Der Wunsch, gesehen zu werden
Alle richten ihre Aufmerksamkeit auf Salome: Tetrarch Herodes begehrt sie, der gefangene Prophet Johannes weist sie zurück, und ihre Mutter Herodias versucht, die Kontrolle zu behalten. Als Salome für Herodes tanzt, löst sie eine Reihe von Ereignissen aus, die in einer der bekanntesten Szenen der Theatergeschichte gipfeln. Doch in dieser Inszenierung stellt Salome nicht die Forderung nach Johannes’ Kopf in den Vordergrund, sondern die Frage, warum sie selbst nicht wirklich wahrgenommen wird.
Jenseits der Femme fatale
Die Geschichte wird aus der Erinnerung von Salomes Mutter Herodias erzählt.
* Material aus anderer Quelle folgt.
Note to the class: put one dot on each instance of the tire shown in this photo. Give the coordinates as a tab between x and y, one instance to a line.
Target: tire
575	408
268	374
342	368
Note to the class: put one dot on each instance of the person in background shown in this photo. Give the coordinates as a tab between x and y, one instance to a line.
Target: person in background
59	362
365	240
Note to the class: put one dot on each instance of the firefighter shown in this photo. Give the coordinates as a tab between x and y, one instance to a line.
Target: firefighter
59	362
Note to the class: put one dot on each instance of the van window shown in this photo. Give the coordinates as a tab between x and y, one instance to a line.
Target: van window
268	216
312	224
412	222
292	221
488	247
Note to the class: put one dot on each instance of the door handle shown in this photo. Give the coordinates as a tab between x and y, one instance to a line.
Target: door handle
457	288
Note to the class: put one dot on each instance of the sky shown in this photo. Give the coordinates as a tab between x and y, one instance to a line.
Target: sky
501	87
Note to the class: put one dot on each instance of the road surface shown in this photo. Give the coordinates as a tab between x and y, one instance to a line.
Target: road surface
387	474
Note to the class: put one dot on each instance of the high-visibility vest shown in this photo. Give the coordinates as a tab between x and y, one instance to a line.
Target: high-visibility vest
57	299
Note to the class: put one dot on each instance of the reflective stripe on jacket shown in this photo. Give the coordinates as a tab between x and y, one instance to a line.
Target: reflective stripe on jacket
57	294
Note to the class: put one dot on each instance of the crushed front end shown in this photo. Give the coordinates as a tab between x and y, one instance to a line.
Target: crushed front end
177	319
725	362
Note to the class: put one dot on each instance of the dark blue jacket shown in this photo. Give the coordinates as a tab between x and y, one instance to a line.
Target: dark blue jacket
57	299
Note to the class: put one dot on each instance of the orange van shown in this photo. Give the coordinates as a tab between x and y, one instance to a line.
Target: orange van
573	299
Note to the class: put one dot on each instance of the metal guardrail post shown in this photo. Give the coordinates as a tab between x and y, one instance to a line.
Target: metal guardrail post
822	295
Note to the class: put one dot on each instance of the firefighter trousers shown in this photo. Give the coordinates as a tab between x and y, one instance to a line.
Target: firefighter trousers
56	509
Im verlassenen Palast reflektiert sie die verhängnisvolle Nacht erneut. Zeitsprünge und Rollenwechsel lassen die Figuren dieser zerbrechlichen Welt immer wieder neu entstehen. Aus dem Mythos der vermeintlichen Verführerin entwickelt sich eine vielschichtige Auseinandersetzung mit Zuschreibungen, patriarchaler Gewalt und dem Streben nach Selbstbestimmung. Salome erscheint hier weder als Femme fatale noch als Heilige, sondern als junge Frau, die in einer Welt, in der alle über sie sprechen, um den einen Blick kämpft, der sie als Mensch erkennt.
Team und Ensemble
In den Rollen sind Sarah Quarshie als Salome und Herodias, Viet Anh Alexander Tran als Person, Johannes und Salome sowie Luis Quintana als Herodes und Narraboth zu sehen. Madita Scülfort gibt mit dieser Produktion ihr Regiedebüt am Schauspiel Dortmund. Dramaturg ist Jasco Viefhues, für die Ausstattung zeichnet Slynrya Kongyoo verantwortlich, das Sounddesign übernimmt Karl Neukauf. Beatrice Masala ist für die Choreografie zuständig, Samuel Abendroth arbeitet als Regieassistent.
Tickets und Termine
Die Premiere findet am Sonntag, 20. September 2026 um 18 Uhr statt, mit einer Einführung ab 17:30 Uhr und anschließender Premierenfeier. Weitere Aufführungen sind am Samstag, 26. September um 20 Uhr sowie am Sonntag, 27. September um 18 Uhr geplant. Weitere Termine werden folgen.
Spielort: Studio (Schauspielhaus).
Tickets sind im Kundencenter am Platz der Alten Synagoge sowie im Online-Shop erhältlich.